Commento alla sentenza della CGUE, 5 febbraio 2026, causa C-810/24.

Il Giudice del rinvio dubita della compatibilità con il diritto euro-unitario, ed in particolare con la disciplina contenuta nella direttiva UE n. 23/2014 (artt. 3, par. 1, 30 e 41), nonché negli artt. 49 e 56 TFUE, dell’art. 183, co. 15, d.lgs. n. 50/2016, nella parte in cui riconosce al promotore di una procedura di finanza di progetto un diritto di prelazione che gli consente, nell’ipotesi in cui il contratto di cui trattasi non gli sia stato aggiudicato, di adeguare la sua offerta a quella dell’aggiudicatario inizialmente prescelto e di ottenere così l’aggiudicazione di tale contratto, a condizione di rimborsare le spese che l’aggiudicatario iniziale ha sostenuto per preparare la sua offerta. Tale diritto di prelazione comporta che si rimetta in discussione la graduatoria stabilita dall’amministrazione aggiudicatrice in esito alla procedura di gara e che venga conferito un vantaggio reale al promotore.

Secondo costante giurisprudenza, l’obbligo per l’amministrazione aggiudicatrice di rispettare il principio della parità di trattamento degli offerenti ha lo scopo di favorire l’apertura delle procedure di aggiudicazione delle concessioni alla concorrenza nella misura più ampia possibile. Tale obbligo, che rientra nell’essenza stessa delle norme dell’Unione relative alle procedure di aggiudicazione, esige che gli offerenti si trovino su un piano di parità sia al momento in cui preparano le loro offerte sia al momento in cui queste ultime sono valutate dall’amministrazione aggiudicatrice. Pertanto, in linea di principio, un’offerta non può essere modificata dopo il suo deposito (EU:C:2024:495). Il fatto che un’amministrazione aggiudicatrice tenga conto di una modifica apportata al prezzo proposto nell’offerta iniziale di un solo offerente avvantaggia quest’ultimo rispetto ai suoi concorrenti, il che viola il principio della parità di trattamento degli offerenti. Infatti, il summenzionato diritto di prelazione consente al promotore di modificare la sua offerta dopo il suo deposito, il che è vietato dal principio della parità di trattamento, violando gli artt. 3 e 41 della direttiva UE n. 23/2014 in quanto produce effetti anticoncorrenziali.
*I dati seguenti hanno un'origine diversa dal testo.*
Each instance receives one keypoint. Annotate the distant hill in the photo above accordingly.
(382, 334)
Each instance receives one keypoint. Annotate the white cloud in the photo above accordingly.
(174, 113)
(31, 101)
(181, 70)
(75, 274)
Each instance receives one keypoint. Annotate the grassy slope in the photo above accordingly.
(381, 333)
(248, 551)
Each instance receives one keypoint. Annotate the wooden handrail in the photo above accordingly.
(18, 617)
Si deve altresì ritenere che il diritto in esame costituisca una restrizione alla libertà di stabilimento, sancita all’articolo 49 TFUE, in quanto può dissuadere operatori economici provenienti da altri Stati membri dal partecipare a una procedura di finanza di progetto.
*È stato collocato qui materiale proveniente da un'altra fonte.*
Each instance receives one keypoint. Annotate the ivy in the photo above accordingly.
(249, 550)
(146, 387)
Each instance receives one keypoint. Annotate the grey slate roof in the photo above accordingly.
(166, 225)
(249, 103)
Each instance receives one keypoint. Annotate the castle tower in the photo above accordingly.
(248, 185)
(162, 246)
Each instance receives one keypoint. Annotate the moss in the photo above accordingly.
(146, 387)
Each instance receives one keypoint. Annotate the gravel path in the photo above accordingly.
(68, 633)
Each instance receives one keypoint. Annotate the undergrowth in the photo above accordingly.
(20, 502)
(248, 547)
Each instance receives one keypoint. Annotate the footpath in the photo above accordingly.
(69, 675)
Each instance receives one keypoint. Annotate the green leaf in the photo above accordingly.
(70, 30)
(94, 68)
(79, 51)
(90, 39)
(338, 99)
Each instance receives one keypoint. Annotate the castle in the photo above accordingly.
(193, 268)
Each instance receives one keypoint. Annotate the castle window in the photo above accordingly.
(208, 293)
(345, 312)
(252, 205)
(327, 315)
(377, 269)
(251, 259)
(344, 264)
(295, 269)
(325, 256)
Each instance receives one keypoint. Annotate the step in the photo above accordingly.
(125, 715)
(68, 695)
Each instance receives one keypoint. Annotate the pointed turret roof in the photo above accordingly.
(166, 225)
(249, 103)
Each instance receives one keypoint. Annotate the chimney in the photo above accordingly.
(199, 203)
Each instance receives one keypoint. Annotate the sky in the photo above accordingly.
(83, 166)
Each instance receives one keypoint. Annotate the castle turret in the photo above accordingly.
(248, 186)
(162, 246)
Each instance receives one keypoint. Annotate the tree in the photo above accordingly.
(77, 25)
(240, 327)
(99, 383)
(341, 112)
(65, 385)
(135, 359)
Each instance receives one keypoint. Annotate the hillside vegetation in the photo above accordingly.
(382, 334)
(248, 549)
Tale diritto di prelazione attua il principio di sussidiarietà orizzontale, enunciato all’articolo 118 Cost., ed è espressione di una modalità di cooperazione che può rendere più efficace la realizzazione degli interessi pubblici, favorendo l’acquisizione di risorse e conoscenze proprie del settore privato; tuttavia, un obiettivo di questo tipo non può rientrare tra i motivi di ordine pubblico, di pubblica sicurezza e di sanità pubblica che, ai sensi dell’art. 52, par. 1, TFUE possono giustificare una restrizione alla libertà di stabilimento.